Photo credit: IStock/NYCShooter (left); "COVID-19 Cautious Shopper" (CC BY-NC-ND 2.0) by Gilbert Mercier (center); IStock/SDI Productions

Early data also indicates that individuals who focus on the local community rather than issues at a state, national, or global level experience less stress. “That was true even in the hardest-hit states,” says Packer, “I think because although things are terrible overall, in your local community, for most people ... neighbors are helping each other.”

Bocchini says the ultimate goal is to devise a way to measure what he calls the “lag” between perception and reality. In other words, to show the lag exists, and that it can be quantified. Such understanding will enhance the models depicting community resilience after a disaster.

“Understanding this lag can make a difference when you’re assessing decisions about how to allocate funding for a certain retrofit, what protocols should be prepared, or how many crews should be on standby in case of a coming hurricane. Or in this case, whether parents will send their kids back to college.
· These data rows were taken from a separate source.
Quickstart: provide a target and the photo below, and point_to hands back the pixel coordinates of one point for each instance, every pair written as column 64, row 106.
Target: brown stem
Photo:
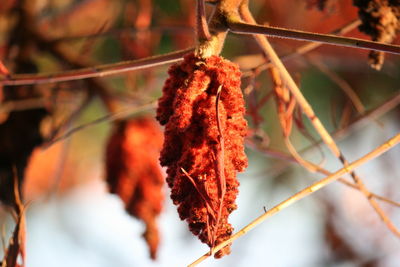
column 202, row 27
column 246, row 28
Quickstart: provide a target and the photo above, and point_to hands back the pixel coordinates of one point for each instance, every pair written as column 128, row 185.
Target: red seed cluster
column 201, row 167
column 134, row 173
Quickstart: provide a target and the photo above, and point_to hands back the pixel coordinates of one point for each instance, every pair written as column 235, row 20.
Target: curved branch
column 305, row 192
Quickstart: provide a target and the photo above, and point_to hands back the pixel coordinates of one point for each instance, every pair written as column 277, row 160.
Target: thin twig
column 343, row 84
column 246, row 28
column 202, row 27
column 301, row 50
column 308, row 110
column 305, row 192
column 107, row 118
column 97, row 71
column 286, row 157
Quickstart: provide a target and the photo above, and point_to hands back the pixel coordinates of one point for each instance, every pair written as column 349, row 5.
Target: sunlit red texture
column 188, row 111
column 134, row 173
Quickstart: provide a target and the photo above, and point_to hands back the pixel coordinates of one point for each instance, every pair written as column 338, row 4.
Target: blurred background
column 73, row 220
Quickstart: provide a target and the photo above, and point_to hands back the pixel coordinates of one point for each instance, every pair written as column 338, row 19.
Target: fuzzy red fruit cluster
column 134, row 173
column 203, row 143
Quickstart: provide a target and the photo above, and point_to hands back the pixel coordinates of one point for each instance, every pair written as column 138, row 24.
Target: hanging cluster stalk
column 380, row 20
column 134, row 174
column 202, row 108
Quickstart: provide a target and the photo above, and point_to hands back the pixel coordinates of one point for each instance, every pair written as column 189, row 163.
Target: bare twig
column 305, row 192
column 246, row 28
column 107, row 118
column 286, row 157
column 202, row 27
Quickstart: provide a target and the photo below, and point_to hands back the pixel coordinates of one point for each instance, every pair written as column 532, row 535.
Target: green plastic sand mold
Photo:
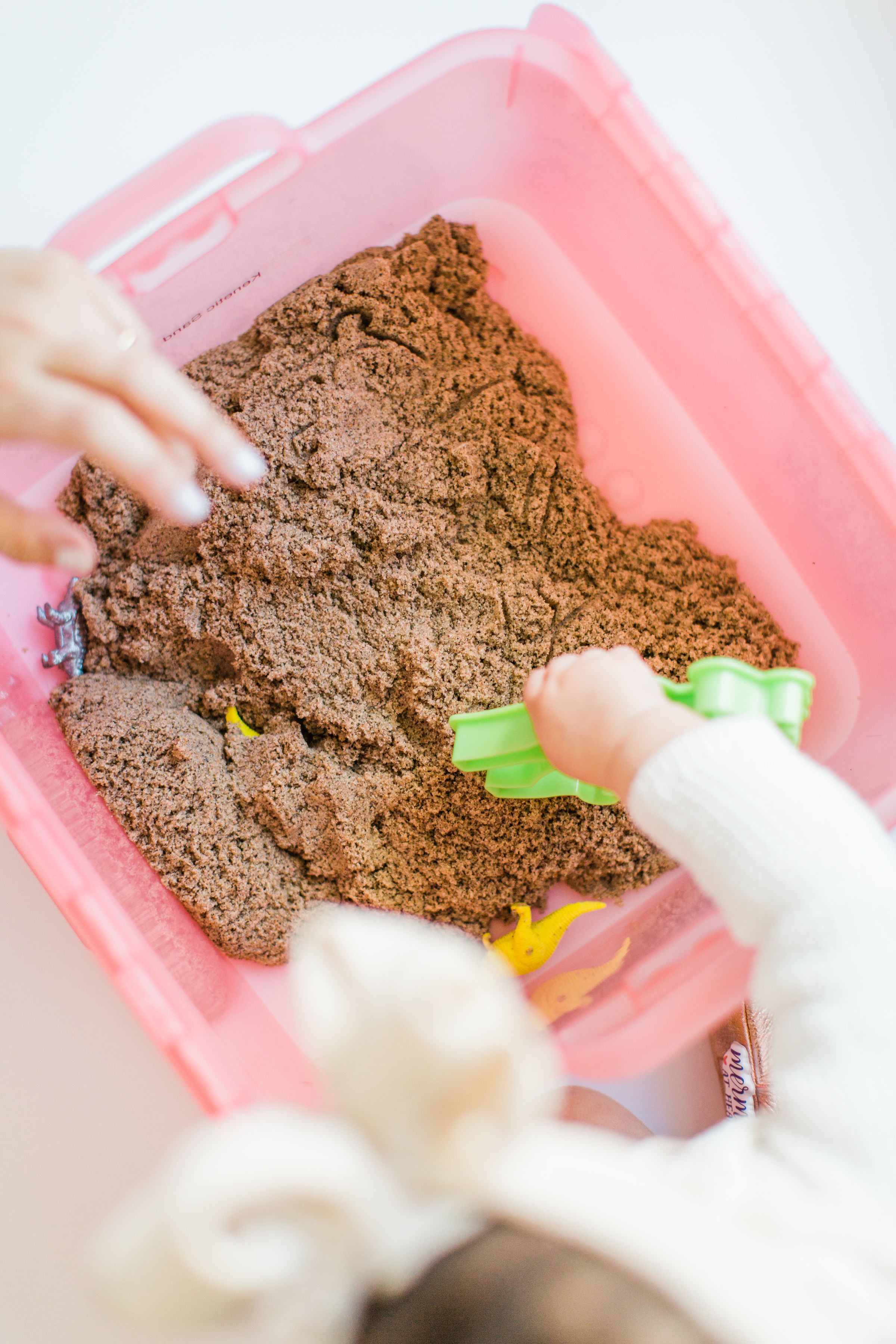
column 503, row 741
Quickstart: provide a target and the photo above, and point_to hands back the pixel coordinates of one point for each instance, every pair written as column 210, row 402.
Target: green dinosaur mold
column 716, row 687
column 503, row 741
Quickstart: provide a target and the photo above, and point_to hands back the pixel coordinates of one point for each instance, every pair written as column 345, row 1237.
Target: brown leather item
column 749, row 1029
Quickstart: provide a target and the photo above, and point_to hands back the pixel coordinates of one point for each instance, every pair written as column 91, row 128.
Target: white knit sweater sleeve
column 802, row 870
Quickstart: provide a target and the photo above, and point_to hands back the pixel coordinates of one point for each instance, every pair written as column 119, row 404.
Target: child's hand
column 600, row 716
column 78, row 370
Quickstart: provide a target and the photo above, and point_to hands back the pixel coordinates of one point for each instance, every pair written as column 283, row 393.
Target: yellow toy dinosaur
column 233, row 717
column 530, row 945
column 570, row 991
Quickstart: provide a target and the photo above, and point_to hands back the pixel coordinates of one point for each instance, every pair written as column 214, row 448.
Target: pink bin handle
column 175, row 175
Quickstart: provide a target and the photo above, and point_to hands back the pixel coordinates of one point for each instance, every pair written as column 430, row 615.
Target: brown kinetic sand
column 424, row 539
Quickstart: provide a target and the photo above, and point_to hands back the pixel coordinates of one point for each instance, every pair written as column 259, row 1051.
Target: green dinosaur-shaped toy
column 503, row 741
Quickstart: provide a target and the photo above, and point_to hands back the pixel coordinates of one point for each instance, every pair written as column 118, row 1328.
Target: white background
column 786, row 109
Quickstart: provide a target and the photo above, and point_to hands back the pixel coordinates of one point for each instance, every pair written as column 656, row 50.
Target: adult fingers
column 45, row 539
column 74, row 416
column 167, row 401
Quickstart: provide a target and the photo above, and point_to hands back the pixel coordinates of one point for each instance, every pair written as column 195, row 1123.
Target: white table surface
column 788, row 111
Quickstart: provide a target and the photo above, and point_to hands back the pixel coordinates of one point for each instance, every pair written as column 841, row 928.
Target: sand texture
column 424, row 539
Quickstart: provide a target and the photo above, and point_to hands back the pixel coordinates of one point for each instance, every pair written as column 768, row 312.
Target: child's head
column 510, row 1287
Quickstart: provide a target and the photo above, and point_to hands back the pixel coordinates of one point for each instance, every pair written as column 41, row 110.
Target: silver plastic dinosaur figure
column 70, row 632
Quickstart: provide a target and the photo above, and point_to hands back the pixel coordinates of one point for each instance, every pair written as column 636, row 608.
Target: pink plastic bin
column 699, row 393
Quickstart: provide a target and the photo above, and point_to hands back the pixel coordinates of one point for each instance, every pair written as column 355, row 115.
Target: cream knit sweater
column 775, row 1229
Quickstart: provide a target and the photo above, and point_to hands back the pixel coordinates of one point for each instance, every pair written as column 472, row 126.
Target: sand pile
column 422, row 541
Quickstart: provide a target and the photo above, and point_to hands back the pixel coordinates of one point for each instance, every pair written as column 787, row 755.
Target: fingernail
column 248, row 466
column 77, row 560
column 189, row 504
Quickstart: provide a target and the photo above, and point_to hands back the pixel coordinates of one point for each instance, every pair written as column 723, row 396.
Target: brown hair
column 510, row 1287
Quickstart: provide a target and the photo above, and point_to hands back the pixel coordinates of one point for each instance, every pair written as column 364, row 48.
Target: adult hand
column 78, row 370
column 601, row 714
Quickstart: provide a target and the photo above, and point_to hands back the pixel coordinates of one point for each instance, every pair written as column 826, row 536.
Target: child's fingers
column 166, row 401
column 78, row 417
column 45, row 539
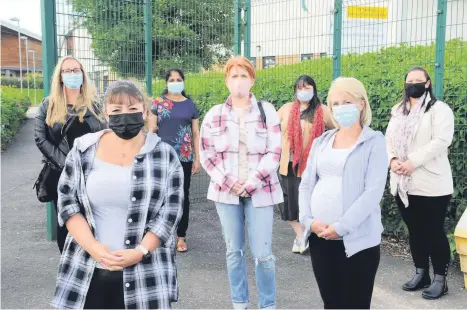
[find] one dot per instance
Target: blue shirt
(363, 182)
(174, 119)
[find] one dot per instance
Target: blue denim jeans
(259, 225)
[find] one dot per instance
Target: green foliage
(382, 73)
(16, 82)
(182, 36)
(14, 106)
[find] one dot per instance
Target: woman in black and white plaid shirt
(120, 196)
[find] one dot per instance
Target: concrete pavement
(29, 262)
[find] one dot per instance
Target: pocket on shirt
(259, 140)
(220, 139)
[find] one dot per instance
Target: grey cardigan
(364, 180)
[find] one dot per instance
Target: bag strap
(67, 127)
(261, 110)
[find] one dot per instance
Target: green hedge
(382, 73)
(16, 82)
(14, 107)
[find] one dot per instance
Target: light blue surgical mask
(345, 115)
(72, 81)
(304, 95)
(175, 88)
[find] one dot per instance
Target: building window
(253, 61)
(306, 57)
(97, 81)
(269, 62)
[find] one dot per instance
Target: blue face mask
(345, 115)
(73, 81)
(304, 95)
(175, 88)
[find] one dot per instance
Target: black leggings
(105, 290)
(62, 232)
(183, 225)
(425, 218)
(344, 282)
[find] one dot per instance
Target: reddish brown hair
(242, 62)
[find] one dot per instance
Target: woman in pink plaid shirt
(240, 148)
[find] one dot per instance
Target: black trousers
(105, 290)
(425, 218)
(183, 225)
(344, 282)
(62, 232)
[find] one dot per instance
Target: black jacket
(49, 139)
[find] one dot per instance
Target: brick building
(10, 65)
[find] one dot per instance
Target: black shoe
(420, 280)
(437, 289)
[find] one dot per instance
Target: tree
(189, 34)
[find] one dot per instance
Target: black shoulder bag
(46, 183)
(261, 110)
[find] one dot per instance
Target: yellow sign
(367, 12)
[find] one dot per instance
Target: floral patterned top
(174, 124)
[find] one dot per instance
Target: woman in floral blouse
(176, 121)
(240, 150)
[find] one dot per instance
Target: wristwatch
(143, 250)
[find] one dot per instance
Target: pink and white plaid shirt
(219, 152)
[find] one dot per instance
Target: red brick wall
(10, 51)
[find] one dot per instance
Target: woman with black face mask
(120, 196)
(418, 137)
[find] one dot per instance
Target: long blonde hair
(57, 110)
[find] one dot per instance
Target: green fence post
(49, 42)
(247, 30)
(148, 45)
(440, 48)
(337, 39)
(49, 59)
(237, 27)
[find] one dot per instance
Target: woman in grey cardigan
(339, 198)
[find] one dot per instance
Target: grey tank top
(109, 187)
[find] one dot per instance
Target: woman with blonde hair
(68, 113)
(240, 148)
(339, 198)
(120, 195)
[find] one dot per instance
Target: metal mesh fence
(376, 41)
(107, 36)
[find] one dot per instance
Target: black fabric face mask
(126, 126)
(415, 90)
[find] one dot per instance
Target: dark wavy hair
(167, 77)
(309, 112)
(406, 98)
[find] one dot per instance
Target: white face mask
(239, 87)
(304, 95)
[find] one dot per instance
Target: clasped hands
(402, 168)
(324, 231)
(115, 260)
(239, 189)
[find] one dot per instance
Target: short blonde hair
(240, 61)
(354, 88)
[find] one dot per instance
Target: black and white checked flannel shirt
(156, 206)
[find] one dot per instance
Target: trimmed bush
(382, 73)
(16, 82)
(14, 107)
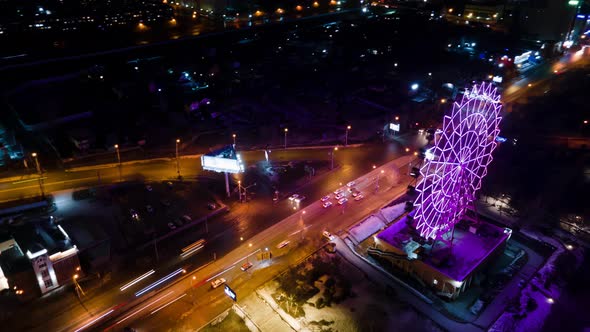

All of these decisions rely on some predictive models, and the more accurate the predictive models are, the better these decisions will be,” he says.

Bocchini is particularly excited to see if the paradigm he’s used for more than a decade to assess recovery in infrastructure systems after a natural disaster can be applied to a range of negative events, from coral reef extinction to pandemics.  

“We have standardized, quantitative measures of resilience for services after natural disasters,” he says. “The same concept could work for pandemics.”

Bocchini and his team are taking advantage of the unusual vantage point the virus has given them—an abundance of time to study its ripple effects on our critical services.

“If we have good models of the kinds of impacts made by a pandemic and the evolution of those impacts, it will allow decision-makers to invest in mitigation and preparedness. So if it happens again, we’ll be more prepared to face it.”